Couloir étroit, odeur terreuse. La cave où sont les livres, ceux que là-haut on ne veut plus. Le dimanche, c’est ici qu’il descend ; il les regarde, peut-être qu’il leur parle. Parfois, il en prend un pour en lire quelques pages. Après, il remonte le couloir. L’odeur du pain chaud s’échappe de l’ouverture qui donne sur le fournil. Il sort, s’arrête à la boulangerie, remonte jusqu’à l’appartement. Ses mains sont grasses de l’emballage luisant de beurre. Les croissants sont pour Claire.


Couloir étroit. Chaleur étouffante. Odeur terreuse. Par endroits, il faut se courber pour ne pas heurter le plafond. Une porte en bois, enchâssée dans la pierre, fermée par un cadenas. La porte s’ouvre sans bruit. La lumière de la torche fait danser les ombres dans la pièce. Le sol est en terre battue, les murs tapissés d’étagères, chargées de cartons et de vieux livres.
Les bibliothèques de l’appartement débordent, des piles de livres envahissent déjà la chambre et le salon. « On n’a plus de place, » avait dit Claire. Il a fallu faire des choix. Alex aime bien descendre ici le dimanche matin quand Claire dort encore.

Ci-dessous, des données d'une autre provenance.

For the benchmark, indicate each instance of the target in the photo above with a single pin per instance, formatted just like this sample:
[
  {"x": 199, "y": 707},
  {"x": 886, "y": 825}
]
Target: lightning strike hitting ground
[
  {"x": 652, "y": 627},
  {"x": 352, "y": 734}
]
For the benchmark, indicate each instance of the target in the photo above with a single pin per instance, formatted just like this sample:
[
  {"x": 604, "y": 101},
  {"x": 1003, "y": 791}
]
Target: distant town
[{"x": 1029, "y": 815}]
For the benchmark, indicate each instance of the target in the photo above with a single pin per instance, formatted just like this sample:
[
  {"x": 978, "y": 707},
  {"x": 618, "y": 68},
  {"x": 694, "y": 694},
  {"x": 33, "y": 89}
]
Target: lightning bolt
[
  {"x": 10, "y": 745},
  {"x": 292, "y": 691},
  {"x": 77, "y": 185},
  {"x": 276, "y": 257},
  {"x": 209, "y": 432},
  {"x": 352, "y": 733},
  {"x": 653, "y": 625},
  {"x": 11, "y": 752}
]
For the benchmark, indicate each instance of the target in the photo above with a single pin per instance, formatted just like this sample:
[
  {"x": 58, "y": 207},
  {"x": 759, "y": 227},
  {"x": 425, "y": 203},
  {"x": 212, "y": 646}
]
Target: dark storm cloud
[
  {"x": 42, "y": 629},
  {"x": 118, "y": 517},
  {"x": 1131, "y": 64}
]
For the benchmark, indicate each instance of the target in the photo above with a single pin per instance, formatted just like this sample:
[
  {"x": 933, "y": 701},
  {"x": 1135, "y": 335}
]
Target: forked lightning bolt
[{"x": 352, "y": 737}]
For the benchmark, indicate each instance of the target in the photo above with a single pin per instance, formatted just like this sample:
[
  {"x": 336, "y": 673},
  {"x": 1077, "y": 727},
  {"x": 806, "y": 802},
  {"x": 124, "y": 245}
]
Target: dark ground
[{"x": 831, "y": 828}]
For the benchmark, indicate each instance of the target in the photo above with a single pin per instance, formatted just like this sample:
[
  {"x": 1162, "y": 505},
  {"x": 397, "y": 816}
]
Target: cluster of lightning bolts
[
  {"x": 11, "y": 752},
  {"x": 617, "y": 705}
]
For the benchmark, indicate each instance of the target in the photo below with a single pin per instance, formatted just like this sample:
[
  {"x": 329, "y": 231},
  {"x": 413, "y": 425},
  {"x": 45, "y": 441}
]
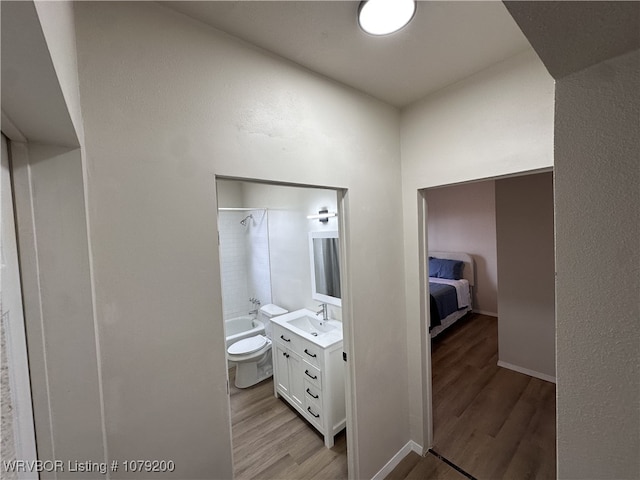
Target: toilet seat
[{"x": 247, "y": 345}]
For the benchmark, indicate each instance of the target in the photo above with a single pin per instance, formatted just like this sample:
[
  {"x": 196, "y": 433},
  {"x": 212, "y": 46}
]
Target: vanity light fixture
[
  {"x": 323, "y": 215},
  {"x": 382, "y": 17}
]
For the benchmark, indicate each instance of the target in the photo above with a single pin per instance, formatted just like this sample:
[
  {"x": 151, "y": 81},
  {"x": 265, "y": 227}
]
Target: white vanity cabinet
[{"x": 311, "y": 378}]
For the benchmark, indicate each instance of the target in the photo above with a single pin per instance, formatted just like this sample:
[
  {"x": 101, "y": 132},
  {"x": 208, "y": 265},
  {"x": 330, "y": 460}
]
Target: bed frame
[{"x": 469, "y": 274}]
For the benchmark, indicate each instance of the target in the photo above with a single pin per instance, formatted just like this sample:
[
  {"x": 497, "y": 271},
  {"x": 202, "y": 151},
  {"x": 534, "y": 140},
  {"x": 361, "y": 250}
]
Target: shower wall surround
[{"x": 244, "y": 260}]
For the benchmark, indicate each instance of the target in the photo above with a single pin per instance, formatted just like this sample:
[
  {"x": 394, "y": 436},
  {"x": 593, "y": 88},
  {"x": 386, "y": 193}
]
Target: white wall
[
  {"x": 462, "y": 218},
  {"x": 598, "y": 278},
  {"x": 169, "y": 104},
  {"x": 55, "y": 275},
  {"x": 289, "y": 238},
  {"x": 57, "y": 22},
  {"x": 497, "y": 122},
  {"x": 526, "y": 275}
]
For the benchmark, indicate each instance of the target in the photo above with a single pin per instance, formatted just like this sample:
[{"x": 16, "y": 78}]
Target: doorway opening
[
  {"x": 264, "y": 243},
  {"x": 492, "y": 373}
]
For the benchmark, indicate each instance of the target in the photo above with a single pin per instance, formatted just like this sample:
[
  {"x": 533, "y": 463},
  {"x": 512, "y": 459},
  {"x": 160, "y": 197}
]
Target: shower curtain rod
[{"x": 239, "y": 209}]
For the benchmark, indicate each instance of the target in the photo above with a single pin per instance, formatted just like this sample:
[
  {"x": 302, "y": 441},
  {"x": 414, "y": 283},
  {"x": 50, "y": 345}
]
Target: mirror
[{"x": 324, "y": 251}]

Il accroche la torche électrique au clou fixé dans le mur, déplie la chaise de jardin et s’assoit face aux étagères. Il connaît par cœur ces rescapés des purges domestiques, pourrait même s’en séparer, mais il a besoin de les sentir près de lui. Il reste là un moment, puis il replie la chaise, referme le cadenas sur la porte, remonte l’étroit couloir. Il s’arrête un instant devant la petite ouverture grillagée qui donne sur le fournil de la boulangerie. Il observe les deux hommes en sueur qui enfournent les pains dans le four sans jamais deviner sa présence, les notes de beurre fondu et de farine qui s’en échappent se mêlent à celles humides de la cave.

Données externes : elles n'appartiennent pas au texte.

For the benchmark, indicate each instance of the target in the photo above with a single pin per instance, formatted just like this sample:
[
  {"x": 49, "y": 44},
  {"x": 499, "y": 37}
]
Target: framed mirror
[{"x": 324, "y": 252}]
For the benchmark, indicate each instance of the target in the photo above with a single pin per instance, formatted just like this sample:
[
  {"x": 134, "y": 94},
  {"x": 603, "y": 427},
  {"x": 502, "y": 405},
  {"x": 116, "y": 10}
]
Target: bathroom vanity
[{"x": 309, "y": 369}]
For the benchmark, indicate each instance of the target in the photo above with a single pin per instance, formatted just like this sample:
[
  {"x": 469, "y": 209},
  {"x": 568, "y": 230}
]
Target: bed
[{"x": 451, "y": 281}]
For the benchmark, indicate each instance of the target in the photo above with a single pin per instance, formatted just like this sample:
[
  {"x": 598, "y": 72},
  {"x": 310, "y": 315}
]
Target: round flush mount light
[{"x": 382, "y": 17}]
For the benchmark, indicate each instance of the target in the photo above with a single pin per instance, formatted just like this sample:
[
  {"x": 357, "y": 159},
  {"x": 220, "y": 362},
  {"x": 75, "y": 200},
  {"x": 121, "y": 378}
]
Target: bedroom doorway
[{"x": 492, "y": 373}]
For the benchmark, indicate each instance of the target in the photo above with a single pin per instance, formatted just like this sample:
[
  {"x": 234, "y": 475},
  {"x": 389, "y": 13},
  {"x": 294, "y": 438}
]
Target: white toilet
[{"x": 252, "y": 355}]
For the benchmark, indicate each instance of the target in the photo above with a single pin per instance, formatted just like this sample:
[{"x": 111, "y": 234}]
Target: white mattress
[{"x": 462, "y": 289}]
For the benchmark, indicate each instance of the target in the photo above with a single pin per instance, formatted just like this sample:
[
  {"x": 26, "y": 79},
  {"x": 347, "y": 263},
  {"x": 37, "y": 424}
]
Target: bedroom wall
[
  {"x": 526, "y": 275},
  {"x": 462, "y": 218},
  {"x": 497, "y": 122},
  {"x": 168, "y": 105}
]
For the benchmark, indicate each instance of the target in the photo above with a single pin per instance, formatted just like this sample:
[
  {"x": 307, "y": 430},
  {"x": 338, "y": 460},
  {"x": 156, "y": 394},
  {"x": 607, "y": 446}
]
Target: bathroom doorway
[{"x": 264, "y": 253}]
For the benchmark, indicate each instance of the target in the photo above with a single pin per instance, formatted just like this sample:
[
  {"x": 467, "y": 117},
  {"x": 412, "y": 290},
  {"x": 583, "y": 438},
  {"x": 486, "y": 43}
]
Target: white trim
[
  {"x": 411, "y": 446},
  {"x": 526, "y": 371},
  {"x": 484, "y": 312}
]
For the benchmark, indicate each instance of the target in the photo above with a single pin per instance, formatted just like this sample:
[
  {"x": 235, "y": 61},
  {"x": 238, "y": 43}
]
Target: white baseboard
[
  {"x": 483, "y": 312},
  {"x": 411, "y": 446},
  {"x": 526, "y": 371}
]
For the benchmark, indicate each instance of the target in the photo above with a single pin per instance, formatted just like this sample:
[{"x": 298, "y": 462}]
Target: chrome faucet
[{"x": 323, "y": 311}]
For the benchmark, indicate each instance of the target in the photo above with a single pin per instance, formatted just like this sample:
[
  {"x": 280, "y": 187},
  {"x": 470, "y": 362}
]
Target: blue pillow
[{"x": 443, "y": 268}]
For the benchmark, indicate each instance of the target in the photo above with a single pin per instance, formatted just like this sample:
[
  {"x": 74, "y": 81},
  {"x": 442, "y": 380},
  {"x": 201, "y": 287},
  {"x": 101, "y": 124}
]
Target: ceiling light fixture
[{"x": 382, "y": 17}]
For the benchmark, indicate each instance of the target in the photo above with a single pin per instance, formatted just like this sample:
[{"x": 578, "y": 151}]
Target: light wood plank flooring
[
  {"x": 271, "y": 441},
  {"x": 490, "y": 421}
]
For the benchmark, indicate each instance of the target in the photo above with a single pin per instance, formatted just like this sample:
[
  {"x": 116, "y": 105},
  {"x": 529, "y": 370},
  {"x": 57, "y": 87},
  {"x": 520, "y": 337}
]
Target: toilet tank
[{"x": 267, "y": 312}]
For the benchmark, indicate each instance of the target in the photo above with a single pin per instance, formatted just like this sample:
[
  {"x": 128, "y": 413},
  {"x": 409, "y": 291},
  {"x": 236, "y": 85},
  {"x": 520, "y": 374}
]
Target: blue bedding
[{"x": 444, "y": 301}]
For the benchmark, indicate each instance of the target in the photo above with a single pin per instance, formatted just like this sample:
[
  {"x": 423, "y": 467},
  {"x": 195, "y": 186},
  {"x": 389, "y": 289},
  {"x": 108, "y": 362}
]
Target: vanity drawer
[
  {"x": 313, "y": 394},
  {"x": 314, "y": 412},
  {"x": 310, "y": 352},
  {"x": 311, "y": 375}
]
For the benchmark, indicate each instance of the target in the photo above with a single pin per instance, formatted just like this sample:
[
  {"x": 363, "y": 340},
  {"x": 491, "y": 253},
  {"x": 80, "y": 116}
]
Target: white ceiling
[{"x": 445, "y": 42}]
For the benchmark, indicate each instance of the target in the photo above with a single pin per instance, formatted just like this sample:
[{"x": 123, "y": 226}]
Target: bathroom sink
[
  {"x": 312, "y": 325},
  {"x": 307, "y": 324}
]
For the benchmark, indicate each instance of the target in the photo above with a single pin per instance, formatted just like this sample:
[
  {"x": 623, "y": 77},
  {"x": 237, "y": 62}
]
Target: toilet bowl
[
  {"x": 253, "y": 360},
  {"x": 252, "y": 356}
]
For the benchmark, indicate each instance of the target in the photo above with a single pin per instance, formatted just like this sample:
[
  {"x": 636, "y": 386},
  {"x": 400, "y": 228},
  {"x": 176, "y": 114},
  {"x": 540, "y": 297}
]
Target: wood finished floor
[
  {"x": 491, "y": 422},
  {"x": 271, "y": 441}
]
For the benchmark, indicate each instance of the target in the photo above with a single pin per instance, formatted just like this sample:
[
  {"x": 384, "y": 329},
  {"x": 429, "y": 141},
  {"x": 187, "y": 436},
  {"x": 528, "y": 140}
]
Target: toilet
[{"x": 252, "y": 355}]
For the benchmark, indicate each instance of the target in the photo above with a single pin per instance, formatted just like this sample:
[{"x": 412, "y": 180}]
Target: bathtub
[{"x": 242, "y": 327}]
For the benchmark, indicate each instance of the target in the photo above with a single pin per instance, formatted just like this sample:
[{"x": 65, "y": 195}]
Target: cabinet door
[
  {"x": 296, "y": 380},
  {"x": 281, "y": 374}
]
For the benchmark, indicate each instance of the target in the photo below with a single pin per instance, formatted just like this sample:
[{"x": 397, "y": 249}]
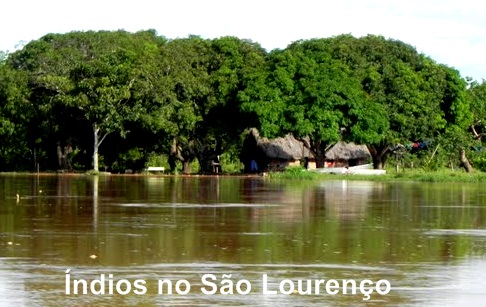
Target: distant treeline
[{"x": 68, "y": 99}]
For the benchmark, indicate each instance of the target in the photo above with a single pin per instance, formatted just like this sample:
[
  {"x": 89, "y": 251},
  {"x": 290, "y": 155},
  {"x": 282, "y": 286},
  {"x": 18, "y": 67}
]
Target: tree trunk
[
  {"x": 186, "y": 167},
  {"x": 96, "y": 130},
  {"x": 379, "y": 154},
  {"x": 465, "y": 162},
  {"x": 318, "y": 149}
]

Enfin, il remonte les quelques marches qui donnent dans le hall de l’immeuble. Derrière la porte qui donne sur la rue, il entend, assourdi, les bruits de la ville. Des éclats de voix, la circulation. Il ouvre la porte, éblouit par la lumière du jour, franchit les quelques pas qui le séparent de la boulangerie et attend patiemment son tour. Il remonte ensuite quatre à quatre les escaliers jusqu’au troisième étage. Le sachet de papier, marbré de gras, est tiède contre sa paume. Les croissants sont tout juste sortis du four. Claire aime les croissants chauds, et il aime Claire.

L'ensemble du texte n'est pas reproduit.